In two recent papers, philosopher of science Jim Griesemer of U.C. Davis discusses how David Wake’s salamander-based research played a key role in the unfolding of evolutionary developmental biology and the advance of evolutionary biology.
Griesemer’s theme is that in contradiction to much of what we are taught about how science is conducted, organism-based research programs are fundamentally important by providing a means of crossing disciplinary boundaries and linking different fields. He illustrates this thesis by discussing Wake’s career-long focus on plethodontid salamanders.
One paper, published last year in Studies in History and Philosophy of Biological and Biomedical Sciences, is a general treatment of the role of organism-based research programs in evolutionary biology, whereas the other explicitly discusses the role Wake’s program played in the development of evo-devo–this paper just appeared as a chapter in a new book on the famous Dahlem conference on evo-devo in 1981 (both papers may be accessed by visiting Griesemer’s webpage, scrolling down and clicking on the appropriate paper’s link).
I think one point in particular captured the essence of the papers. Quoting Wake from a 1982 paper: “it will be increasingly important for morphologists to work as developmental biologists, biomechanical engineers, mathematical biologists, molecular biologists, and even population and community ecologists. Not for a moment do I advocate departing from morphology to these areas. Rather, I believe that instead of making morphology relevant to these areas, it is morphologists who must take the lead in making neighboring disciplines relevant to morphology.’’
The papers make fascinating reading and I highly recommend checking both out. I’ll paste the abstract and part of the conclusion of the 2013 paper below.
But before doing so, I need to address one point. Some Anole Annals readers may wonder why we are using our precious pages to report on papers by a salamander biologist. There are two answers. The first, of course, is that following the lead of Ernest Williams, many anole biologists take a similar, organism-based approach to studying diverse evolutionary questions. Indeed, Wake’s work has been an inspiration to many of us in the field, from anole evolutionists to anole developmental biologists to anole natural historians.
But if that’s not enough, consider that Wake was co-author on the description of a remarkable new genus of Central American salamander named Nyctanolis and pictured below. The biology of this endangered species (N. pernix, the only species in the genus) is little known and we can only speculate to which ecomorph it belongs. Moreover, the species description was published in the festschrift honoring Ernest Williams. Clearly, David Wake is an honorary anolologist and we suggest that there is nothing left to know about salamanders and thus he should start working on anoles.

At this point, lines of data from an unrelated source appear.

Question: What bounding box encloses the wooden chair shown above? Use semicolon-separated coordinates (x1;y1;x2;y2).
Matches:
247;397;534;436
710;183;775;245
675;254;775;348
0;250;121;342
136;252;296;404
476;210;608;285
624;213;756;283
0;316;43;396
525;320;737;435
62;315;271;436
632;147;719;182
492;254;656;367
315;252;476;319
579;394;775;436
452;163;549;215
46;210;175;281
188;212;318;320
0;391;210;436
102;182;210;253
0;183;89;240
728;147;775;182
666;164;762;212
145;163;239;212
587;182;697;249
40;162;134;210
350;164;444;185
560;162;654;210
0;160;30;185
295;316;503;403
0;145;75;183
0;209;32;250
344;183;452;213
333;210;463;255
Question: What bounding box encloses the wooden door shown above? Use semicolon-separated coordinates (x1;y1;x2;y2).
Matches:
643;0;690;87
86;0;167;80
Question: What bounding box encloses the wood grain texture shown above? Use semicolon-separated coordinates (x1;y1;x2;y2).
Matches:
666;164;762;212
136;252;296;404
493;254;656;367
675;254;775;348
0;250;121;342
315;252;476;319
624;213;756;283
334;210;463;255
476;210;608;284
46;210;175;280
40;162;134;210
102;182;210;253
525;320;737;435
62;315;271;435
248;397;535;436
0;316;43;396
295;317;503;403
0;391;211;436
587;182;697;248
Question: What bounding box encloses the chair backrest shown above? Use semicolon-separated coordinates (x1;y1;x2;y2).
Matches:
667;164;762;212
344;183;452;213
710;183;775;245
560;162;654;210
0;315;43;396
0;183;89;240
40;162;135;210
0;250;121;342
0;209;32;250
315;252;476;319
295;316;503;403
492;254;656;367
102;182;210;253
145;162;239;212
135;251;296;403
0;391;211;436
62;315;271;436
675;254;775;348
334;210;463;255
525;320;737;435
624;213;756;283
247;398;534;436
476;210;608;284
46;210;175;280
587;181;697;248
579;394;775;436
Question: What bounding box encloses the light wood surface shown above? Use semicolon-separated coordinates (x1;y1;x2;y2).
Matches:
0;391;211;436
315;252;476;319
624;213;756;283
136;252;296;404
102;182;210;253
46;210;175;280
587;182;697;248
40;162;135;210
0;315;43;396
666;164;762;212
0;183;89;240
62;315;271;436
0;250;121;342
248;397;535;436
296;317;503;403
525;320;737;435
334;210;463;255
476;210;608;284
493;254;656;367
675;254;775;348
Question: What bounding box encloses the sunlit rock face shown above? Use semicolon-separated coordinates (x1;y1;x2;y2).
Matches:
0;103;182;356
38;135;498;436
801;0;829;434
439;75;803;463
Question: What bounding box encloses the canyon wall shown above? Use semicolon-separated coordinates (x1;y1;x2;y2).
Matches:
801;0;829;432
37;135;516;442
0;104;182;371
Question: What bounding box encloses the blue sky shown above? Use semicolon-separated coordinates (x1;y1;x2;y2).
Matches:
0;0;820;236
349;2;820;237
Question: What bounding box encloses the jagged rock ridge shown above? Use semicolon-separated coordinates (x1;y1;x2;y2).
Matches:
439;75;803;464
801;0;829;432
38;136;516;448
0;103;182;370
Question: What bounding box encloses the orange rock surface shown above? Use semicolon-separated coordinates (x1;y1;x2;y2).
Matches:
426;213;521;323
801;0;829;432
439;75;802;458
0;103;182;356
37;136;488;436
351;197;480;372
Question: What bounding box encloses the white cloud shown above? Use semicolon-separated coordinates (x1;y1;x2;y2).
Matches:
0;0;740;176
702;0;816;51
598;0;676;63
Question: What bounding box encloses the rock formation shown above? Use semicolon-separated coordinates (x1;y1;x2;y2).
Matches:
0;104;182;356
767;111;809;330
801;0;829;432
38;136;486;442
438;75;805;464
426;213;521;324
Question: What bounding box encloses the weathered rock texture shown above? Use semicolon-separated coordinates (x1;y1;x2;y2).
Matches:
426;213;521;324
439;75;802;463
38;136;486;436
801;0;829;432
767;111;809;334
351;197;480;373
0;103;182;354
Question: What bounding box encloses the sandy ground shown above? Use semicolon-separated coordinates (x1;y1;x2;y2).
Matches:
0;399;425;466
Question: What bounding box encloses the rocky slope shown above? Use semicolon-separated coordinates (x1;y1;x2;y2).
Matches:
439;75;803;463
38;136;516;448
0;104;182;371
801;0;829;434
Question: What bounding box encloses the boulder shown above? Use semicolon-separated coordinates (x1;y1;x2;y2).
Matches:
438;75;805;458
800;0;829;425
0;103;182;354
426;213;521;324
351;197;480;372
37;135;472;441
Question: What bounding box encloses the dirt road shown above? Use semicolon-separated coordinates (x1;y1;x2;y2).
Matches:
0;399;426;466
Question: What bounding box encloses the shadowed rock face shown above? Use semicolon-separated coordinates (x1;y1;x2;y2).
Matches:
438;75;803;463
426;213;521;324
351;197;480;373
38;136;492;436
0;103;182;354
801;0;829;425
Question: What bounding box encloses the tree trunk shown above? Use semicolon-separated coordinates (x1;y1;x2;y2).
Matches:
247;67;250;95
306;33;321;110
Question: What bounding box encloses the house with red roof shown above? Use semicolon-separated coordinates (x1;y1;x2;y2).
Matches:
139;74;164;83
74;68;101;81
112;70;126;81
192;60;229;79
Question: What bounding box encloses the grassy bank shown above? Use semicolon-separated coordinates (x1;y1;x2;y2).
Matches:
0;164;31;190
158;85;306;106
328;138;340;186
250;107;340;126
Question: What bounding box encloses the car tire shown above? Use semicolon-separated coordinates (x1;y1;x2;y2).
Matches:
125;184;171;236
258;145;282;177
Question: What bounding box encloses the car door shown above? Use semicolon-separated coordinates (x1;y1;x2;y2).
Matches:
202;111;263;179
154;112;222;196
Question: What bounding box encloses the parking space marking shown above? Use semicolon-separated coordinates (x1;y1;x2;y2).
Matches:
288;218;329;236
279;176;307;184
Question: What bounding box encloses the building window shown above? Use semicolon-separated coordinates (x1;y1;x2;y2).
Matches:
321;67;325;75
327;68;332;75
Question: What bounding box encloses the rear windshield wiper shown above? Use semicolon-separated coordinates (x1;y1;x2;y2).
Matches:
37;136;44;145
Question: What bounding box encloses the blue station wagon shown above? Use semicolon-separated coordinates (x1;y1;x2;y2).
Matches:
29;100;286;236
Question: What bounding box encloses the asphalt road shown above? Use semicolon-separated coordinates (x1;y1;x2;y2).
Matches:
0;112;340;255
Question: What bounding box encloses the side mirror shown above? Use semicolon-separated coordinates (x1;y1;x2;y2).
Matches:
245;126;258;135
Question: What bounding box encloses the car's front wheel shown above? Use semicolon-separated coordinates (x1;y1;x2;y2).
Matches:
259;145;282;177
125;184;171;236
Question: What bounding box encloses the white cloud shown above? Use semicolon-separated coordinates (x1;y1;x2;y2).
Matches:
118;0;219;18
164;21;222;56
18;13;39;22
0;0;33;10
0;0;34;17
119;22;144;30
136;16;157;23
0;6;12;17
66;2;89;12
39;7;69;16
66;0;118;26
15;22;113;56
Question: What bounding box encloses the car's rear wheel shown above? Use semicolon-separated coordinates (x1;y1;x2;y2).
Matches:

Abstract of Griesemer. 2013. Integration of approaches in David Wake’s model-taxon research platform for evolutionary morphology
What gets integrated in integrative scientific practices has been a topic of much discussion. Traditional views focus on theories and explanations, with ideas of reduction and unification dominating the conversation. More recent ideas focus on disciplines, fields, or specialties; models, mechanisms, or methods; phenomena, problems. How integration works looks different on each of these views since the objects of integration are ontologically and epistemically various: statements, boundary conditions, practices, protocols, methods, variables, parameters, domains, laboratories, and questions all have their own structures, functions and logics. I focus on one particular kind of scientific practice, integration of ‘‘approaches’’ in the context of a research system operating on a special kind of ‘‘platform.’’ Rather than trace a network of interactions among people, practices, and theoretical entities to be integrated, in this essay I focus on the work of a single investigator, David Wake. I describe Wake’s practice of integrative evolutionary biology and how his integration of approaches among biological specialties worked in tandem with his development of the salamanders as a model taxon, which he used as a platform to solve, re-work and update problems that would not have been solved so well by non-integrative approaches. The larger goal of the project to which this paper contributes is a counter-narrative to the story of 20th century life sciences as the rise and march of the model organisms and decline of natural history.